Genre: Action RPG
Year: 1995
Developed by: Square
Published by: Square
Platforms: SNES
Feeling Like: The Secret of Japan

I don’t even pretend to know a lot about Japanese-only video games. Up until my early 20’s, I just assumed everything was released everywhere. I mean, lots of people all over the world played and loved them. I knew electricity existed in other countries and surely they could find a TV. I had no idea how much effort, planning, translation, forecasting, localization, marketing and time goes into advertising and publishing games on a global scale. It’s a monumental task even today, resulting in a lot of reasons why companies might decide not to bring a title stateside.

Unlike my awesome friends at Michibiku, I remain uneducated and unaware of the backstory behind games that are made, and stay, in Japan. There are thousands of them, and more than a few are a step above average. Live a Live, Mother, and Bahamut Lagoon to name a few. I never got a chance to try any of these out, but in the year 2000 a fan translation was released online for Seiken Densetsu 3, the sequel to the extremely stateside and extremely popular Secret of Mana. After a short 15 years of twiddling my thumbs and reading about the game’s history, I decided to give it a try. Upon completing the game, I’m going to have to remind myself that just because a game wasn’t available to me as a kid in Canada, doesn’t mean I won’t appreciate it as an adult (in Canada).

It feels very much like Secret of Mana in the best of ways. The soundtrack is full of haunting tracks; “Where Angels Fear to Tread” is a clear nod to the outstanding “Fear of the Heavens” from Secret of Mana. “Nuclear Fusion” is a battle beat that still sounds fantastic more than 20 years later. “Swivel” sounds like something from a broken merry-go-round, but it got my head nodding and foot tapping.

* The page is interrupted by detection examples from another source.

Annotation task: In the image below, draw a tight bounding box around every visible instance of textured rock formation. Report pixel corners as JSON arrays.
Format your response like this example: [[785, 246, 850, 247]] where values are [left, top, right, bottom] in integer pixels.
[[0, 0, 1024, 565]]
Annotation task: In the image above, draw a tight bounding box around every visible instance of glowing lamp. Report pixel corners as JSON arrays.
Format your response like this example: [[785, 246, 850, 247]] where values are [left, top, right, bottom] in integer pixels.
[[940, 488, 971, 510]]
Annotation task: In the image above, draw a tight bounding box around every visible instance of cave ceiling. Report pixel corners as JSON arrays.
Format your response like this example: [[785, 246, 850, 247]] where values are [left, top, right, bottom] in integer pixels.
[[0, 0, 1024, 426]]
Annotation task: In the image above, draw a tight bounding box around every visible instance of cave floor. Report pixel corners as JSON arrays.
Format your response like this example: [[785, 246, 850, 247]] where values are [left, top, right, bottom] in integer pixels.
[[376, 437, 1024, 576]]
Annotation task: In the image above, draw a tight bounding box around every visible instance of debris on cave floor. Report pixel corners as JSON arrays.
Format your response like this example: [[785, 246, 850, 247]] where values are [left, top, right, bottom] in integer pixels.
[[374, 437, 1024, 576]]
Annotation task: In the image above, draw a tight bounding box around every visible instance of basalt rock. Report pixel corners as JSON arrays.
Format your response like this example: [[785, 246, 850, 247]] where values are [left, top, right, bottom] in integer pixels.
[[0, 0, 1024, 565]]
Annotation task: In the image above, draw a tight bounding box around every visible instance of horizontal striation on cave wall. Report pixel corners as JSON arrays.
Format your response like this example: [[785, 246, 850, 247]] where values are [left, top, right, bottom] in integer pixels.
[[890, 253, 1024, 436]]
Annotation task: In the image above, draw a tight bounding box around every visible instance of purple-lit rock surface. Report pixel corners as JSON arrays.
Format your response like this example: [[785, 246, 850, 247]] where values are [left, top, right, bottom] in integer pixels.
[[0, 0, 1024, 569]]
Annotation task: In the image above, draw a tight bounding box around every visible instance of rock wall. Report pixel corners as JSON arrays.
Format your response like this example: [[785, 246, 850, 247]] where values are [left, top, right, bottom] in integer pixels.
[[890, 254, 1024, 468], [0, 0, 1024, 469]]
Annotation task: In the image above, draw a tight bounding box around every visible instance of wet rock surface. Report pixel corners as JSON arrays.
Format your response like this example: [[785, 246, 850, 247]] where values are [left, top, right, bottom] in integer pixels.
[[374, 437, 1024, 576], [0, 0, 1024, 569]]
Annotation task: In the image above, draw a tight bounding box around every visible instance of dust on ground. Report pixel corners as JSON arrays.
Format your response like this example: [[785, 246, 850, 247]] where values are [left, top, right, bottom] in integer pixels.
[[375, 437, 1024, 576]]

Seiken Densetsu 3‘s gameplay may be archaic, but it still looks incredible

You begin the game with a choice of six characters, each with their own specific story. Very few titles offer this kind of replay value, and they all have different fighting styles and unique looks to them. Points on that board for that!  The graphics are stunning, possibly the best looking game on the Super Nintendo and I think they’ve aged great. Animations are smooth, locations range from standard dungeons, to gorgeous magic forests, to cozy villages nestled in a winter wonderland. More than a few steps above average, to be sure.

No game is, but Seiken Densetsu 3  definitely isn’t perfect and there are a few flaws that prevented it from being higher on the 500. I felt it dragged on far too long and the button mashing combat didn’t exactly get better as the game went along. I found the constant use of magic by enemies frustrating to sit through, and really slowed down the otherwise frenetic pace to the fights.

I couldn’t even begin to tell you the what happens without resorting to Wikipedia. Something about eight god-beasts (still one of my favorite video game terminologies) and an evil jester that had some personality to him. I later learned that the main antagonist will also differ depending on which character you choose. Outstanding! I chose the smallest character available, Carlie, for a reason I cannot fathom. I had my choice between an Amazon, a WEREWOLF, a ninja thief, a master swordsman and I pick a little girl who seemingly wandered over from a different game. But don’t worry, at least she has the weakest attack and whines all the time. Thankfully, you’re also able to choose two other party members to join you on your adventure. This only adds to the replay value, as discovering the best combination of fighters and styles is truly one of the game’s best perks.

The Mana games tend to have a nostalgic, almost somber tone to them sometimes. Despite the colorful graphics and brilliantly inventive songs that accompany the world, there’s always a lingering threat and the plot is never afraid to throw a few curveballs. I really enjoy the dichotomy here. If the battle system was refined and the entire game was about five hours shorter, I’d put it right on par with Secret of Mana. It also didn’t help that Seiken Densetsu 3 inexplicably only allows two player multiplayer instead of three and that it didn’t really matter, since I played through the whole thing by myself. Not the ideal scenario, but hey, I’m new to Japanese-only game and still learning.